Fine-tuning to new video games and variations
To consider fine-tuning from this offline initialization, we take into account two settings: (1) fine-tuning to a brand new, completely unseen recreation with a small quantity of offline information from that recreation, similar to 2M transitions of gameplay, and (2) fine-tuning to a brand new variant of the video games with on-line interplay. The fine-tuning from offline gameplay information is illustrated beneath. Note that this situation is mostly extra favorable to imitation-style strategies, Decision Transformer and behavioral cloning, for the reason that offline information for the brand new video games is of comparatively high-quality. Nonetheless, we see that usually Scaled Q-learning improves over various approaches (80% on common), in addition to devoted illustration studying strategies, similar to MAE or CPC, which solely use the offline information to study visible representations somewhat than worth capabilities.
In the web setting, we see even bigger enhancements from pre-training with Scaled Q-learning. In this case, illustration studying strategies like MAE yield minimal enchancment throughout on-line RL, whereas Scaled Q-Learning can efficiently combine prior information in regards to the pre-training video games to considerably enhance the ultimate rating after 20k on-line interplay steps.
These outcomes show that pre-training generalist worth perform backbones with multi-task offline RL can considerably enhance efficiency of RL on downstream duties, each in offline and on-line mode. Note that these fine-tuning duties are fairly troublesome: the assorted Atari video games, and even variants of the identical recreation, differ considerably in look and dynamics. For instance, the goal blocks in Breakout disappear within the variation of the sport as proven beneath, making management troublesome. However, the success of Scaled Q-learning, notably as in comparison with visible illustration studying methods, similar to MAE and CPC, means that the mannequin is in actual fact studying some illustration of the sport dynamics, somewhat than merely offering higher visible options.
Conclusion and takeaways
We introduced Scaled Q-Learning, a pre-training methodology for scaled offline RL that builds on the CQL algorithm, and demonstrated the way it permits environment friendly offline RL for multi-task coaching. This work made preliminary progress in the direction of enabling extra sensible real-world coaching of RL brokers as a substitute for pricey and sophisticated simulation-based pipelines or large-scale experiments. Perhaps in the long term, comparable work will result in usually succesful pre-trained RL brokers that develop broadly relevant exploration and interplay abilities from large-scale offline pre-training.
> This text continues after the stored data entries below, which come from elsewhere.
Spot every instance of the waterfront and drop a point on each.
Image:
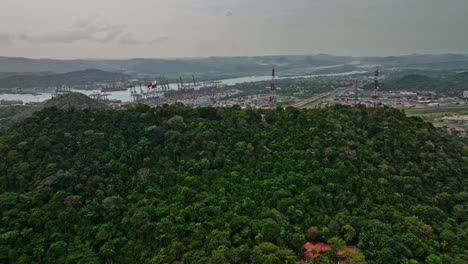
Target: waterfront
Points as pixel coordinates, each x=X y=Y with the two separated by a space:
x=125 y=96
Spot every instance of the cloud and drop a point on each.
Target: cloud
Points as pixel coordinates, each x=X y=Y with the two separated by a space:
x=160 y=40
x=5 y=38
x=92 y=29
x=228 y=13
x=128 y=39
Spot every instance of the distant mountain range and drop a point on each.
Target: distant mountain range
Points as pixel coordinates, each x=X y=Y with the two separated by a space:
x=71 y=78
x=217 y=65
x=451 y=84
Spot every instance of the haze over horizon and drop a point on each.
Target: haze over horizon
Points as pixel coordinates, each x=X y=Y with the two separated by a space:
x=65 y=29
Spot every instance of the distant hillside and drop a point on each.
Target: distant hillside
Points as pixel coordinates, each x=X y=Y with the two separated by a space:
x=451 y=85
x=11 y=115
x=76 y=100
x=8 y=74
x=70 y=78
x=231 y=65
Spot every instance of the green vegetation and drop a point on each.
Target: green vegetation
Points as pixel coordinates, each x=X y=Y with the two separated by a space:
x=223 y=185
x=451 y=84
x=71 y=78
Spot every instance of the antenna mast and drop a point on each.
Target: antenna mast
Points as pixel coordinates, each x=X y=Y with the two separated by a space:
x=356 y=95
x=376 y=86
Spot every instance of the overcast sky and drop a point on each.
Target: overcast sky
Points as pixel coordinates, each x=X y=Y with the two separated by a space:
x=198 y=28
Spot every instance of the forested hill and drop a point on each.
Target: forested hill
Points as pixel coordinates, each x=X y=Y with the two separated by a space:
x=223 y=185
x=452 y=84
x=70 y=78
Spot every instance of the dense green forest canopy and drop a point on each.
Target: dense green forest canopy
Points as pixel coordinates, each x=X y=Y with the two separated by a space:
x=71 y=78
x=451 y=84
x=223 y=185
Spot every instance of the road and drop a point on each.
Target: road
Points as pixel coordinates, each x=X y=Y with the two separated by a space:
x=441 y=110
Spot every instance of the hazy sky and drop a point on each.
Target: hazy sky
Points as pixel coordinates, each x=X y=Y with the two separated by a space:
x=198 y=28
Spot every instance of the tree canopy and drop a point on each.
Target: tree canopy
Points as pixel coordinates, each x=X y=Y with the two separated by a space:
x=174 y=184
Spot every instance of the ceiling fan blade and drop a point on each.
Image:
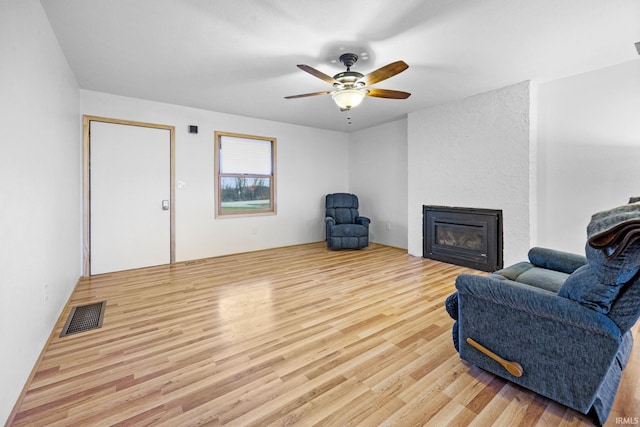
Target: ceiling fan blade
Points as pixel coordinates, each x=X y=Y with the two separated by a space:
x=307 y=94
x=384 y=73
x=387 y=93
x=318 y=74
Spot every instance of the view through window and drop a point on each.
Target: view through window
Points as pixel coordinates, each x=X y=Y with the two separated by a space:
x=245 y=174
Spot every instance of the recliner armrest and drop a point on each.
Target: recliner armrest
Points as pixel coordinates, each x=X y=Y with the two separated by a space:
x=552 y=259
x=536 y=301
x=363 y=220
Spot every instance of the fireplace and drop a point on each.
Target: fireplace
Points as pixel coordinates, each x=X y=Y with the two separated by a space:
x=467 y=237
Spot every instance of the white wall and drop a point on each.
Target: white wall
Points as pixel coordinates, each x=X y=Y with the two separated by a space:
x=40 y=187
x=475 y=152
x=310 y=163
x=378 y=175
x=589 y=150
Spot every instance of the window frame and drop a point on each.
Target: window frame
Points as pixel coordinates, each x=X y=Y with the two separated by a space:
x=219 y=212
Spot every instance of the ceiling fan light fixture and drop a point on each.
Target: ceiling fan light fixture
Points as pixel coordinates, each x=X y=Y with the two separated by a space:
x=347 y=99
Validating these outcomes on a broader vary of extra real looking duties, in domains similar to robotics (see some preliminary outcomes) and NLP, is a vital path for future analysis. Offline RL pre-training has a whole lot of potential, and we count on that we are going to see many advances on this space in future work.
Acknowledgements
This work was performed by Aviral Kumar, Rishabh Agarwal, Xinyang Geng, George Tucker, and Sergey Levine. Special because of Sherry Yang, Ofir Nachum, and Kuang-Huei Lee for assist with the multi-game resolution transformer codebase for analysis and the multi-game Atari benchmark, and Tom Small for illustrations and animation.